A man who admitted sexual offending against children was taunted with the words "The dogs are waiting" as he was led away to prison.
The man's trial, scheduled for Napier next week, will now not go ahead after the defendant pleaded guilty to 20 charges on Wednesday.
The man, whose name was suppressed to protect the identities of his two victims, had been on bail awaiting trial but was taken into custody after entering his guilty pleas and being warned that a jail sentence was all but certain.
"The likelihood of imprisonment is overwhelming," Judge Russell Collins told the man when he appeared in the Napier District Court.
The charges included sexual violation, doing an indecent act and unlawful sexual connection with a girl aged 12 to 16, and abduction for the purposes of sexual connection.

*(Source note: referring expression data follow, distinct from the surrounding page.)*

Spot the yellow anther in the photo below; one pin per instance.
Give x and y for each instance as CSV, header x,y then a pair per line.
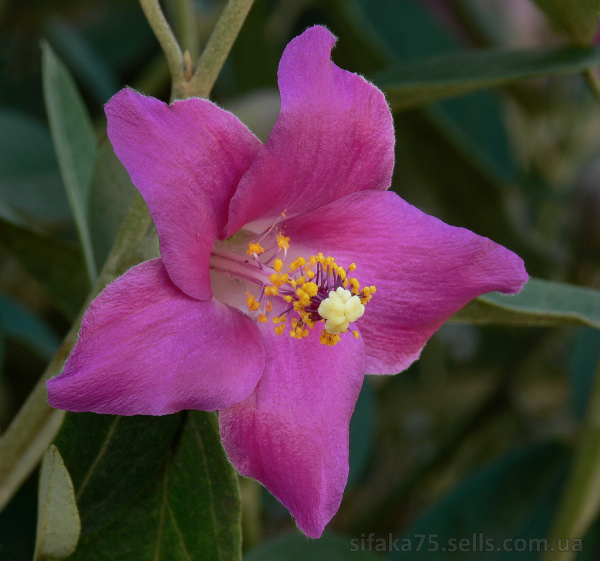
x,y
254,248
252,304
310,288
328,338
283,242
307,319
355,285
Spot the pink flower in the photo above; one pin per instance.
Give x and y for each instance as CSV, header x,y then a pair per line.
x,y
241,227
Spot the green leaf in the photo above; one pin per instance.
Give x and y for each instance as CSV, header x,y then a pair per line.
x,y
88,65
405,33
187,507
29,176
512,498
295,547
21,324
578,19
540,302
580,504
74,142
582,368
58,525
362,431
110,197
111,459
418,82
57,265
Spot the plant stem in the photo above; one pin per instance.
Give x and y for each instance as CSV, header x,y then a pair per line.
x,y
166,39
581,500
219,44
185,23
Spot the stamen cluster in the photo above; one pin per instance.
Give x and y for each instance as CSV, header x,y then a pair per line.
x,y
317,289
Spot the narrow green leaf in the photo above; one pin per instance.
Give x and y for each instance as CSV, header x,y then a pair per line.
x,y
541,302
418,82
295,547
362,431
110,197
57,265
74,143
88,65
58,525
405,33
29,176
189,509
578,19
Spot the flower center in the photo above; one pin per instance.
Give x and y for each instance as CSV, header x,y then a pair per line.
x,y
314,288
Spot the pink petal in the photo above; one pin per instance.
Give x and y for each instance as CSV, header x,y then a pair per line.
x,y
291,434
424,270
146,348
186,159
334,136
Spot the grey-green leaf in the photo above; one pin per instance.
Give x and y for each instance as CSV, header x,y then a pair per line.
x,y
540,302
187,506
57,265
29,177
110,197
74,143
58,525
418,82
578,19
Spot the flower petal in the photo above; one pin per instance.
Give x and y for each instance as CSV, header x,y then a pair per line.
x,y
186,159
292,433
424,270
334,136
146,348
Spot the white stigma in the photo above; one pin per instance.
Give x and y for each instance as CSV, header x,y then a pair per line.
x,y
340,309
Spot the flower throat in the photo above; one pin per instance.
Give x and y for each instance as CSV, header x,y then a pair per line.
x,y
315,288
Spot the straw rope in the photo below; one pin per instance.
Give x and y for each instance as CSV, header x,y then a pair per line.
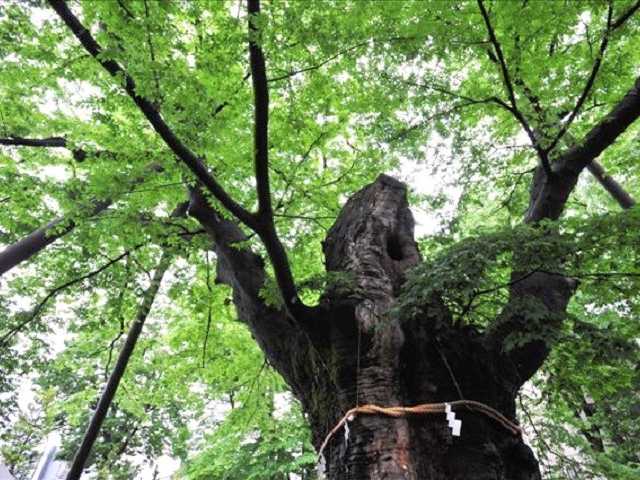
x,y
423,409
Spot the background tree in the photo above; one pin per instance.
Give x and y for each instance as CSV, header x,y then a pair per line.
x,y
507,103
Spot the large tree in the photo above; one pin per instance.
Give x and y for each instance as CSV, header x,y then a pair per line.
x,y
267,131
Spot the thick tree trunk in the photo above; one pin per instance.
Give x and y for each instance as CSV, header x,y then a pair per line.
x,y
351,351
375,357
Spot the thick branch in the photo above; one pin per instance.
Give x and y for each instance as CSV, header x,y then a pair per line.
x,y
261,111
624,199
588,86
616,190
111,387
243,271
49,142
549,196
542,154
265,226
194,163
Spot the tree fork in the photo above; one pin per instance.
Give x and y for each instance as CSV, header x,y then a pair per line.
x,y
124,356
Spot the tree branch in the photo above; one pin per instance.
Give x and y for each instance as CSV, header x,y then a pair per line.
x,y
194,163
542,154
588,86
261,111
549,197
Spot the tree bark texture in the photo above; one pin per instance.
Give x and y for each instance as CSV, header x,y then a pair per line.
x,y
350,350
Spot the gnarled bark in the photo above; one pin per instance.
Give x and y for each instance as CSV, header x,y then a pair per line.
x,y
351,351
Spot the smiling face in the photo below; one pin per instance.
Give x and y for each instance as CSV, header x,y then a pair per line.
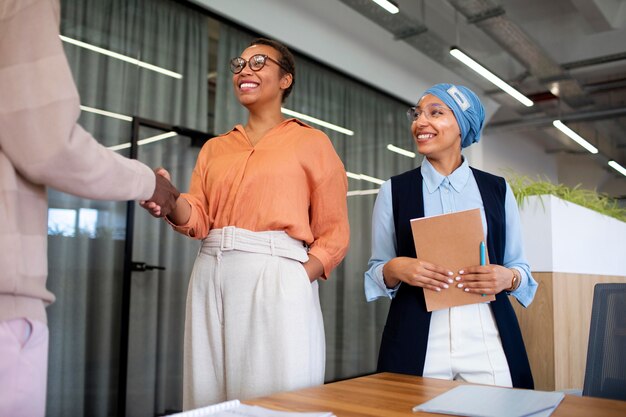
x,y
265,86
436,131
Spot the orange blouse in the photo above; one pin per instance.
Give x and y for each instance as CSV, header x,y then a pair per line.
x,y
291,180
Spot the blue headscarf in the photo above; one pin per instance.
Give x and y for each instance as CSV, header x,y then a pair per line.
x,y
466,106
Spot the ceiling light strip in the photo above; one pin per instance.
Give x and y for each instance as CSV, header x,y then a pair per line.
x,y
372,179
106,113
618,167
121,57
145,141
575,136
387,5
363,192
401,151
317,121
364,177
490,76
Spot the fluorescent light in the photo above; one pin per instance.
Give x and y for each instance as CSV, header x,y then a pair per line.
x,y
461,56
372,179
121,57
401,151
618,167
575,136
106,113
145,141
364,178
363,192
387,5
317,121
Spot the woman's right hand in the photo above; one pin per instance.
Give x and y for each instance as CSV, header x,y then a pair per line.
x,y
417,273
153,208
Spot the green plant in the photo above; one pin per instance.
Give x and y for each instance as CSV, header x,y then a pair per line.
x,y
523,187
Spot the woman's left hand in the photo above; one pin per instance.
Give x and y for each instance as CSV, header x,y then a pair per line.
x,y
313,267
485,279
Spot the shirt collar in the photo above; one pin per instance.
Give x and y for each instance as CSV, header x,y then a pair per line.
x,y
433,179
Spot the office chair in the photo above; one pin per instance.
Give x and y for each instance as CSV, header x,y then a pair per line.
x,y
605,374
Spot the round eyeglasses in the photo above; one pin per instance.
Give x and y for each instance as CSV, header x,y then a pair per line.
x,y
256,63
431,111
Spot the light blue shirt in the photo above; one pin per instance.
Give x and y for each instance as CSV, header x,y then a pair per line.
x,y
456,192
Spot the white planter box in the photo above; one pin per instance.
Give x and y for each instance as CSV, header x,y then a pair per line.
x,y
564,237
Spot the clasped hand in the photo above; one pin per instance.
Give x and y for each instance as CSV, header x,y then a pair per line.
x,y
163,201
479,279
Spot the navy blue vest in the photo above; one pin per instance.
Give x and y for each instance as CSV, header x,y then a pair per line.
x,y
403,346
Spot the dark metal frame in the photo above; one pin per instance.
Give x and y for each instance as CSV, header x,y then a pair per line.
x,y
197,139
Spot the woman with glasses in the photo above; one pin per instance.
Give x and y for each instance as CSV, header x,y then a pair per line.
x,y
268,200
481,342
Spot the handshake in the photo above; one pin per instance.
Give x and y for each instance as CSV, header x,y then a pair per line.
x,y
163,201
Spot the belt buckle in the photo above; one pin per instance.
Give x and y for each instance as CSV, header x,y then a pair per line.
x,y
227,241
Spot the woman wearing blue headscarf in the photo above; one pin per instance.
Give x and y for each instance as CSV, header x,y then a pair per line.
x,y
480,342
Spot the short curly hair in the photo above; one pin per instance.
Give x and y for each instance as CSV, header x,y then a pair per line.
x,y
286,60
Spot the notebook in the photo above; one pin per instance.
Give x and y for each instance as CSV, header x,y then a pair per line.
x,y
234,408
489,401
452,241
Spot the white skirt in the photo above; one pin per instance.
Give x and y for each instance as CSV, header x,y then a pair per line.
x,y
253,320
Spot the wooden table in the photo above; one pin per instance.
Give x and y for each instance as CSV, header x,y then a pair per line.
x,y
391,395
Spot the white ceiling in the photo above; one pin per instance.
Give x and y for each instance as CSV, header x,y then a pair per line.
x,y
580,44
575,49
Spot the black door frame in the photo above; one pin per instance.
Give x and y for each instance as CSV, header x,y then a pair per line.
x,y
197,139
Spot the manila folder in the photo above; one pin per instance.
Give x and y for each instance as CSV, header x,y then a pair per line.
x,y
452,241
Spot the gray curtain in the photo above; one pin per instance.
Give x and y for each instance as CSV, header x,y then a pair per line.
x,y
86,266
353,327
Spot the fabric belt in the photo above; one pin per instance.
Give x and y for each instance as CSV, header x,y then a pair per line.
x,y
274,243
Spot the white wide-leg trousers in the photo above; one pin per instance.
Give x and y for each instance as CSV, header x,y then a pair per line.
x,y
253,320
464,344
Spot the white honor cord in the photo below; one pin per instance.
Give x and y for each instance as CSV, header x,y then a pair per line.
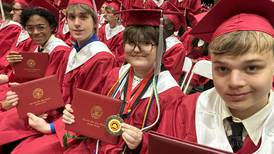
x,y
157,104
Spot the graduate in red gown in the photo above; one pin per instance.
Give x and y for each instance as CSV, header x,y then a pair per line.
x,y
10,30
40,24
133,84
111,33
237,115
85,67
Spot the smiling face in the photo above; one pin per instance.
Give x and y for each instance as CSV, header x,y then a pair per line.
x,y
81,24
140,48
244,81
39,29
16,11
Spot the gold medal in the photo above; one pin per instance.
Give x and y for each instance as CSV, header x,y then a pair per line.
x,y
113,125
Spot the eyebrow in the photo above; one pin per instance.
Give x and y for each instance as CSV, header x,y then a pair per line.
x,y
247,61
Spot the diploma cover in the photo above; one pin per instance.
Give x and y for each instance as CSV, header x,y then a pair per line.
x,y
38,96
163,144
91,111
32,66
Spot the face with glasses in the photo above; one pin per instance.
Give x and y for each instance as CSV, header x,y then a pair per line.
x,y
141,55
39,29
16,11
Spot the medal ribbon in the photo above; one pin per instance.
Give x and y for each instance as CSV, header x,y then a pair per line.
x,y
131,97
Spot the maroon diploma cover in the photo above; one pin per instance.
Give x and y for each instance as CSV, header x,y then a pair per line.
x,y
91,111
162,144
32,66
38,96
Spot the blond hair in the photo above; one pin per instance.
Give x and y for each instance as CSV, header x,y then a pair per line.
x,y
241,42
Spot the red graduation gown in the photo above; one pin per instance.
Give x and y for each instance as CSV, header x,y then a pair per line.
x,y
173,58
90,75
9,120
63,32
167,98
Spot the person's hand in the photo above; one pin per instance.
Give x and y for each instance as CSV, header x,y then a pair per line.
x,y
14,57
68,117
132,135
10,101
39,123
3,78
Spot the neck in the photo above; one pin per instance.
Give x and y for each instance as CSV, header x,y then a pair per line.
x,y
250,111
81,43
141,73
112,24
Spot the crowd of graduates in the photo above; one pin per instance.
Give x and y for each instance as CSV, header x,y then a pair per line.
x,y
134,50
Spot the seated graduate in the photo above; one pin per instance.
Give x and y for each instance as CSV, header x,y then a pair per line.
x,y
40,24
111,33
133,83
237,115
85,66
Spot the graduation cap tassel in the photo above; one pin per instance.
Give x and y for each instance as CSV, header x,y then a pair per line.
x,y
160,49
2,11
157,71
96,13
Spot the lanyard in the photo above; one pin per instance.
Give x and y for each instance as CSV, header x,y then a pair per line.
x,y
132,97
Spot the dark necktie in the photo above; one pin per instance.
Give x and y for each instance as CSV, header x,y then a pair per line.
x,y
235,139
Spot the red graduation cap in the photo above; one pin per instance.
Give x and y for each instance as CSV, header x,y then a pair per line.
x,y
141,17
46,5
194,19
236,15
177,19
99,3
115,4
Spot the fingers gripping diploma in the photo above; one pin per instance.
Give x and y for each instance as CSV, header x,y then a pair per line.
x,y
14,57
39,123
132,136
10,101
67,117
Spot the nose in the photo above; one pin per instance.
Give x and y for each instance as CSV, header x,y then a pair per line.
x,y
236,79
136,48
77,21
35,31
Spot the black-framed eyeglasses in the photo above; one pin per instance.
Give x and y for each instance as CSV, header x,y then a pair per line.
x,y
143,46
39,28
16,9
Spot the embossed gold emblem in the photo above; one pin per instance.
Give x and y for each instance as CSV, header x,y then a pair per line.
x,y
96,112
31,63
38,93
113,125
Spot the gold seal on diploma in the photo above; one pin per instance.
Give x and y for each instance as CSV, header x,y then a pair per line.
x,y
114,125
38,93
31,63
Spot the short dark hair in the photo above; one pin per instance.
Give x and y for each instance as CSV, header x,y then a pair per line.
x,y
49,16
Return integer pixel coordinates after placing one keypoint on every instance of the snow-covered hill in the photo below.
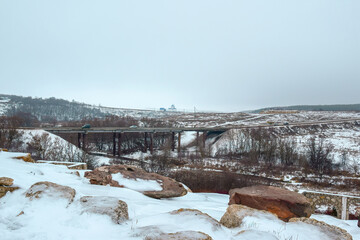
(63, 110)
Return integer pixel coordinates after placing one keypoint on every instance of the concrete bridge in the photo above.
(149, 132)
(148, 135)
(341, 203)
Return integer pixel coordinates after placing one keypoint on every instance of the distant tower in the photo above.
(172, 108)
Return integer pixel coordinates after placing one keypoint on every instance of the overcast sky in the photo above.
(213, 55)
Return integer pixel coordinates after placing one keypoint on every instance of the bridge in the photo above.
(150, 131)
(148, 135)
(341, 203)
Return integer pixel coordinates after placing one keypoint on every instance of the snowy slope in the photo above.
(52, 219)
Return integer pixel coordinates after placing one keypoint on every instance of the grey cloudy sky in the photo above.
(215, 55)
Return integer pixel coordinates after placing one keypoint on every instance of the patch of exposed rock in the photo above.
(26, 158)
(5, 181)
(5, 186)
(4, 190)
(102, 176)
(236, 213)
(111, 206)
(49, 189)
(333, 232)
(253, 234)
(196, 213)
(284, 203)
(184, 235)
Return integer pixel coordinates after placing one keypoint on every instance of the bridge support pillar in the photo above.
(197, 143)
(179, 142)
(204, 139)
(344, 209)
(173, 141)
(84, 142)
(119, 144)
(145, 142)
(114, 144)
(79, 140)
(151, 143)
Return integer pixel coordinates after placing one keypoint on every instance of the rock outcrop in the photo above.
(6, 186)
(5, 181)
(236, 213)
(284, 203)
(26, 158)
(253, 234)
(111, 206)
(199, 215)
(184, 235)
(4, 190)
(103, 176)
(333, 232)
(49, 189)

Judge Collins noted that these were "strike offences" and gave the man a first strike warning, which will reduce his options for parole for any future offending.
The judge ordered a pre-sentence report but did not ask for electronic monitoring to be canvassed, again indicating that there was little prospect of a home detention sentence instead of imprisonment.
Defence counsel Laurie McMaster said the man had accepted there would be a "lengthy custodial sentence".
The judge remanded the man in custody until September 13 for sentencing.
A number of people were in the public gallery and one called out "The dogs are waiting" as the man was led away.
This was an apparent reference to gang members in prison.